Skip to content

nocode.py

Vishal Tyagi edited this page Jul 9, 2023 · 1 revision

Explaination - nocode.py

The nocode.py file contains functionalities related to data processing and machine learning in the Flask application. It provides methods for handling file uploads, data cleaning, model training, and evaluation.

Importing Required Modules and Libraries

The file begins by importing necessary modules and libraries. It includes modules like os.path, pickle, pandas, numpy, seaborn, and matplotlib.pyplot for file operations, data manipulation, and visualization.
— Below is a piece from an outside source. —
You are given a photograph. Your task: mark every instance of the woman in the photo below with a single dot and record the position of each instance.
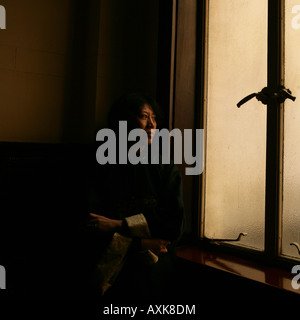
(136, 213)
Helper Functions and Variables

The file defines a few helper functions and variables to assist in data processing and model evaluation:

  • allowed_ext function: This function returns a list of allowed file extensions for different dataset types (e.g., CSV, Excel).
  • static_dir, plot_img_path, and model_file_path: These variables store the paths for saving plot images and model files.

Available Models and Plotting

The available_models function returns a list of available machine learning models. It retrieves the names of the models from the model_dict dictionary defined in mllib.py.

The get_plot_image function generates a plot of actual vs. predicted values and saves it as an image file. It takes a dataframe and a model name as input, and it uses seaborn and matplotlib.pyplot for plotting.

The save_model_to_file function saves the trained model to a file. It takes a model instance and an optional file type as input. The file type can be either 'h5' for Keras models or 'pkl' for other models. The saved model file is stored in the appropriate directory based on the current date and time.

Nocode Class

The Nocode class represents the uploaded dataset and provides methods for data processing and model training.

Initialization

The Nocode class constructor takes a filename and a filepath as parameters. It stores these values in instance variables for later use.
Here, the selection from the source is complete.